The Call of The Hunt

Vienna Review
May 07, 2012

"I am very sorry. I made a mistake and it will not happen again," were the eleven words the Spanish king Juan Carlos managed to emit by way of an apology. The monarch had come under fire in April for going on a €10,000 a day hunting trip to Botswana, allegedly sponsored by a Syrian businessman close to the Saudi royal family. At the same time, Juan Carlos’ subjects were facing unprecedented social welfare cuts and almost a quarter of them had lost their jobs.

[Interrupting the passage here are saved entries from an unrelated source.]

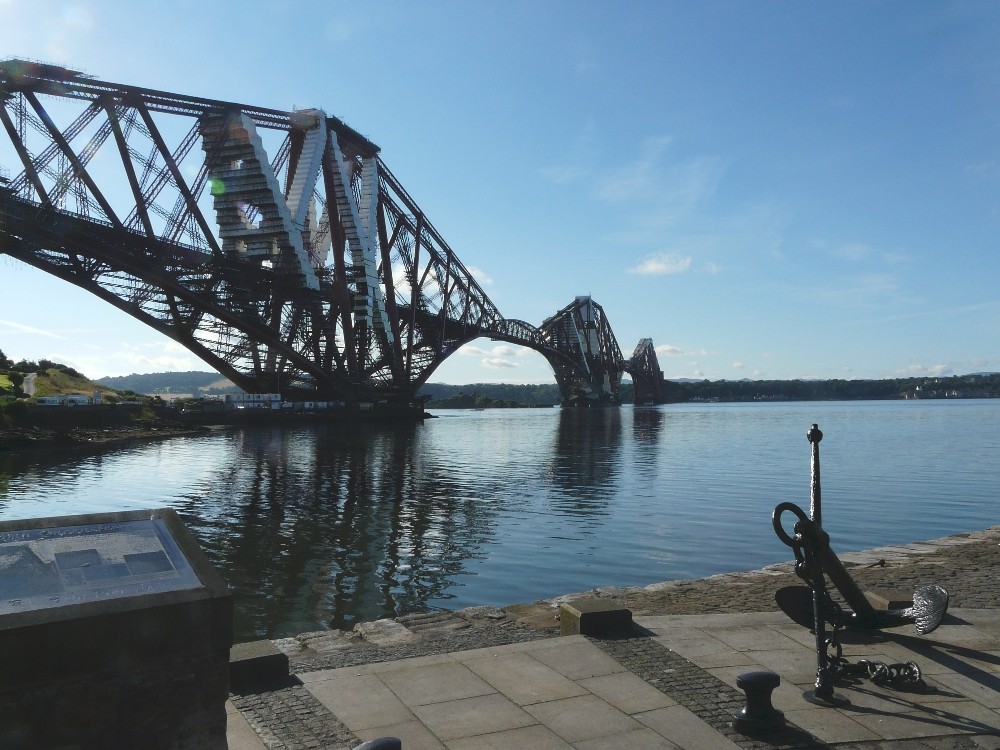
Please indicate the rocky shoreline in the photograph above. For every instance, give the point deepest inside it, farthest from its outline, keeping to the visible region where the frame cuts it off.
(28, 439)
(964, 563)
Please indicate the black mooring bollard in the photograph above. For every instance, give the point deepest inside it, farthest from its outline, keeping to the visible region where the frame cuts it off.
(758, 716)
(382, 743)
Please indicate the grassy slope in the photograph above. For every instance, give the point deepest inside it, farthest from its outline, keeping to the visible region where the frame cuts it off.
(55, 382)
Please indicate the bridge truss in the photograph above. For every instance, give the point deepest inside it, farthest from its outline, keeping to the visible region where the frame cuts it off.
(277, 246)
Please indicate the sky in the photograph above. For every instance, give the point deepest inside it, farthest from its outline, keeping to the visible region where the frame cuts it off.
(768, 190)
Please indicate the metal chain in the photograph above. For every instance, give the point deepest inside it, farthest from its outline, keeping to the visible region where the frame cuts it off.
(902, 675)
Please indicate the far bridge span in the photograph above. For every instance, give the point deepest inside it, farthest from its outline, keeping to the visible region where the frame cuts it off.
(277, 246)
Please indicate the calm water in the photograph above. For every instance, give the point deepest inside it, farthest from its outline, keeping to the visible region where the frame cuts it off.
(320, 527)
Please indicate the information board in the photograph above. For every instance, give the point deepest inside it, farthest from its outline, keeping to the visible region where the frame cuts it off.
(65, 565)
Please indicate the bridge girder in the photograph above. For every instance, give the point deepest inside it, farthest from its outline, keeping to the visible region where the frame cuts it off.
(277, 246)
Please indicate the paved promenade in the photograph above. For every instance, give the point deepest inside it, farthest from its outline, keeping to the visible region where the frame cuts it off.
(491, 678)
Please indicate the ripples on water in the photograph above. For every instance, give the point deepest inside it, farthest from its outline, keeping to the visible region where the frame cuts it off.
(322, 527)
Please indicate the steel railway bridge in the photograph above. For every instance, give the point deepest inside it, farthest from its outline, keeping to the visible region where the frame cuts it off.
(277, 246)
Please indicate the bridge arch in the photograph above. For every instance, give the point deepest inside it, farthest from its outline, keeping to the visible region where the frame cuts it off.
(306, 267)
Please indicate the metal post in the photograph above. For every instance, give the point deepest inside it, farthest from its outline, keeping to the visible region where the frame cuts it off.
(823, 693)
(815, 498)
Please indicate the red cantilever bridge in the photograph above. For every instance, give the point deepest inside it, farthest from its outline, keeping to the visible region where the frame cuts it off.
(277, 246)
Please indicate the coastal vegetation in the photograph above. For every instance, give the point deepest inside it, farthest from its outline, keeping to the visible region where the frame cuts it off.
(480, 395)
(52, 378)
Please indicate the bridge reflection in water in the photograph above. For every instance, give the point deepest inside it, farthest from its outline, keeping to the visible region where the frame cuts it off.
(315, 527)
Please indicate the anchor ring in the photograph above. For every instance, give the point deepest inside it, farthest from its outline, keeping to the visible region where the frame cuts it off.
(776, 522)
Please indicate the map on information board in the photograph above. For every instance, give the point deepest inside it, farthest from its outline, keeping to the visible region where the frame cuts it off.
(64, 565)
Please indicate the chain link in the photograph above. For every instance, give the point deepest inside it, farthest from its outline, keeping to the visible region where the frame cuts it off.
(902, 675)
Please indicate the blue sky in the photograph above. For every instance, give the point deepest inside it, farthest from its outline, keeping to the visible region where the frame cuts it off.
(766, 189)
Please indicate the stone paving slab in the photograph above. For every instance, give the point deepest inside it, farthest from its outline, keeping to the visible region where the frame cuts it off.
(659, 688)
(479, 681)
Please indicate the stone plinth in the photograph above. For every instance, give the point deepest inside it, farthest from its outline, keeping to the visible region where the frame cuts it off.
(595, 617)
(115, 633)
(256, 663)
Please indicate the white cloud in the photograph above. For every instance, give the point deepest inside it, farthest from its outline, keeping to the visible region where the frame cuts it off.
(852, 251)
(12, 327)
(668, 350)
(918, 370)
(661, 264)
(497, 363)
(482, 278)
(577, 162)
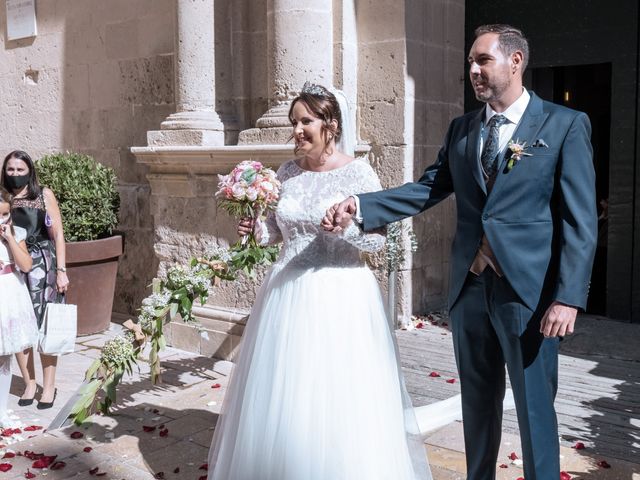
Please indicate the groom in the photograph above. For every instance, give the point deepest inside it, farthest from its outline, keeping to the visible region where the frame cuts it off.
(522, 173)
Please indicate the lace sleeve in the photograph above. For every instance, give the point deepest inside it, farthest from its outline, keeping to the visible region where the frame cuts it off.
(268, 231)
(366, 181)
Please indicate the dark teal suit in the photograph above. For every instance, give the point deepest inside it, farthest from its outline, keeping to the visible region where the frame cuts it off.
(540, 220)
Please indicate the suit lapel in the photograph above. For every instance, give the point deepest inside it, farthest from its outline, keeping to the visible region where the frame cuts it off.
(527, 131)
(471, 152)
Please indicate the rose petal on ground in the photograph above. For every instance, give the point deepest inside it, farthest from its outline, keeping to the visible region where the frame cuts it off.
(32, 428)
(57, 465)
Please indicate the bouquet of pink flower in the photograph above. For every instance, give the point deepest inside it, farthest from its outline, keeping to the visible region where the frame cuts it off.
(249, 190)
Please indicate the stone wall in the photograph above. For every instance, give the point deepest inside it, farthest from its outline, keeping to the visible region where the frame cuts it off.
(98, 75)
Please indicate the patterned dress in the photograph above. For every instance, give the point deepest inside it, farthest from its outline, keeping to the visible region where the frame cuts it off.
(41, 280)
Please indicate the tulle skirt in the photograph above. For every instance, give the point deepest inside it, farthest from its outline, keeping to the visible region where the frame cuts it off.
(18, 326)
(317, 392)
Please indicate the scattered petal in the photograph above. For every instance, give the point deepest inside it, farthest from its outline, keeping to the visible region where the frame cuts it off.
(32, 428)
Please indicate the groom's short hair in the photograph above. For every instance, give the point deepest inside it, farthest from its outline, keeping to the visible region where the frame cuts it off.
(510, 39)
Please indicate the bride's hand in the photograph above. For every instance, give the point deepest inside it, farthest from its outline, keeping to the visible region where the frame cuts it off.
(245, 226)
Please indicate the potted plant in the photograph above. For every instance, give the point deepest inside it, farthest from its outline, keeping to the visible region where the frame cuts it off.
(89, 201)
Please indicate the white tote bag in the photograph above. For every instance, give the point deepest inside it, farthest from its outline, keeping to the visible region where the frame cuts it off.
(58, 330)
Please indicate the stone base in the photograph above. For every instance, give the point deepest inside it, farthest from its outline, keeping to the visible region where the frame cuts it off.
(160, 138)
(265, 136)
(217, 333)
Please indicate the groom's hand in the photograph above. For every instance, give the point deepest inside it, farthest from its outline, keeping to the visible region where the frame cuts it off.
(338, 217)
(558, 320)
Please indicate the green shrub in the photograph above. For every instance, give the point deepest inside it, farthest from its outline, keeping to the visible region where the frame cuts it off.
(87, 193)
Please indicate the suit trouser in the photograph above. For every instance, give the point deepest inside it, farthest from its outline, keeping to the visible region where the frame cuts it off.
(491, 326)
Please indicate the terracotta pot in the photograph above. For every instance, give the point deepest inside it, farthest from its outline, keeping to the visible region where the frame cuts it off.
(92, 268)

Yet those who think abolishing the monarchy would put an end to exclusive hunting forays with obscure patrons should consider Austria. After almost a century of republicanism, the country’s leaders are less apologetic about their feudal pastimes than the Spanish king.

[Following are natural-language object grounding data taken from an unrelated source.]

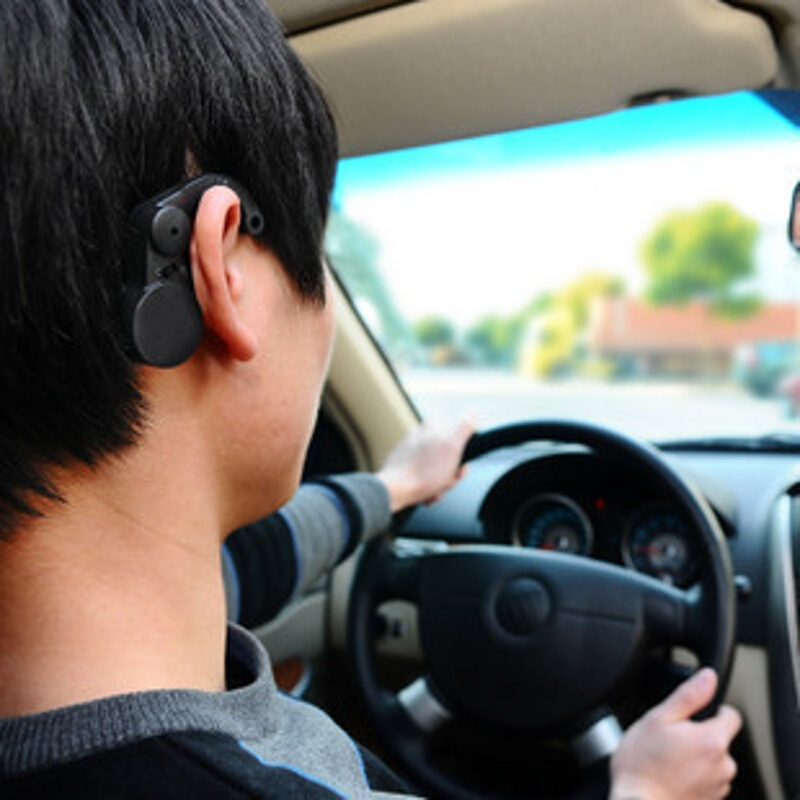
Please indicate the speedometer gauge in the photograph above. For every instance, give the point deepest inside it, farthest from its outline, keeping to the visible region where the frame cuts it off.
(553, 522)
(659, 544)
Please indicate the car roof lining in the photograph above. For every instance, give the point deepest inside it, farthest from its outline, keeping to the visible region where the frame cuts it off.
(411, 73)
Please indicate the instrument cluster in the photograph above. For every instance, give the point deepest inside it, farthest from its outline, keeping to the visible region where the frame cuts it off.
(584, 506)
(656, 540)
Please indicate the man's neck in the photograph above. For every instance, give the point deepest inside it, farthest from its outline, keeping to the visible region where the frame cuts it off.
(95, 603)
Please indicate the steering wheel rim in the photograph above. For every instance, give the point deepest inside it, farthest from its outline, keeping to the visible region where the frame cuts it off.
(371, 587)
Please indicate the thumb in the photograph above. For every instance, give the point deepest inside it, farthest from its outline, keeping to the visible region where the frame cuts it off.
(691, 696)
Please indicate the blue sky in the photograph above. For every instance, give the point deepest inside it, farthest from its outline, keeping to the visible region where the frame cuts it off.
(733, 117)
(481, 226)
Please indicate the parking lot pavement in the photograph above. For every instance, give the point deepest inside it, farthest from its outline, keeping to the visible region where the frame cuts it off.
(655, 410)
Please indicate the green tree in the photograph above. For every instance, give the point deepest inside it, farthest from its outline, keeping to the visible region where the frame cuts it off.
(435, 332)
(494, 339)
(354, 253)
(705, 254)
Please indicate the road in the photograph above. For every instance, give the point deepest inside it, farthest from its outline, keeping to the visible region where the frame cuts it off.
(648, 409)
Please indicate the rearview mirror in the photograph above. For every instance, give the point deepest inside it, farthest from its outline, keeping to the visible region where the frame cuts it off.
(794, 219)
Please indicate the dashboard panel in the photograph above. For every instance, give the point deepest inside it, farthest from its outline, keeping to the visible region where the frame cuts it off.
(568, 498)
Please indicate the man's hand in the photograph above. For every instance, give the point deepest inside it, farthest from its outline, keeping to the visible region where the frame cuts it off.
(668, 755)
(425, 464)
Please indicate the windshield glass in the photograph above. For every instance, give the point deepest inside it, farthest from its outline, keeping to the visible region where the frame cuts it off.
(632, 270)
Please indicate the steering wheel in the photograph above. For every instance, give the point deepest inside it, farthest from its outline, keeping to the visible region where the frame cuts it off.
(525, 645)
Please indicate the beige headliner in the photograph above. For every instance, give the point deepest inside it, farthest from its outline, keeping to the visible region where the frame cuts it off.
(401, 74)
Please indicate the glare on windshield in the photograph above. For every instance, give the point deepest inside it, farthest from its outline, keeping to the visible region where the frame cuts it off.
(631, 269)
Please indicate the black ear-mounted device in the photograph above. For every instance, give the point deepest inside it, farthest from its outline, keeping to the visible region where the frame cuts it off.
(163, 322)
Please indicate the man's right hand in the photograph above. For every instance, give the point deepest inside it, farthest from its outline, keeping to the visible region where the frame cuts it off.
(666, 754)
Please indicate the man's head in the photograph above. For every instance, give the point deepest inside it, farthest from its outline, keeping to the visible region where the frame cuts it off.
(104, 105)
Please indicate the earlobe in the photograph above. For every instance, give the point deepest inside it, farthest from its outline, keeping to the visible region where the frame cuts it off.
(218, 281)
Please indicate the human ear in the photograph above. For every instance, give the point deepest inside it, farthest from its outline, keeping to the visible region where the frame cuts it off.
(218, 281)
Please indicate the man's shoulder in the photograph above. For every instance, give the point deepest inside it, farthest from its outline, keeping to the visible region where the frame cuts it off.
(196, 765)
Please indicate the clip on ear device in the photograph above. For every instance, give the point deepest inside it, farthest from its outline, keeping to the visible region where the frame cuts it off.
(163, 320)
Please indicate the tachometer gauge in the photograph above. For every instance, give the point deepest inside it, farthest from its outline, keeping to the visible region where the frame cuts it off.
(659, 544)
(553, 522)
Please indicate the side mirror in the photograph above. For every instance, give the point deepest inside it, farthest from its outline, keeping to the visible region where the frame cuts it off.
(794, 219)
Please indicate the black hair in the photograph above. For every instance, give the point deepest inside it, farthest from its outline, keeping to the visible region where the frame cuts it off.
(102, 105)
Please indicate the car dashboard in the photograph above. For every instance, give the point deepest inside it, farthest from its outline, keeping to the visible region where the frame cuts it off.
(568, 499)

"I’m a decent person and won’t let myself be criminalised for accepting invitations to hunt," the governor of Tyrol, Günter Platter, insisted when his outings with corporate bosses raised eyebrows in March. The visits of ÖVP-BZÖ era government ministers to the Scottish hunting grounds of the lobbyist Alfons Mendorff-Pouilly have become legendary. "It’s idyllic," raved then-Vice-Chancellor Hubert Gorbach according to the weekly Profil.

The differences between monarchies and democracies can sometimes seem slight: The common epithet for an Austrian state governor is Landesfürst – "prince of the province." And monarchs and politicians seem to have found a common response to globalisation by befriending investors while killing animals together.

Perhaps the old links between Vienna and Madrid could be profitably rekindled in a joint hunting venture?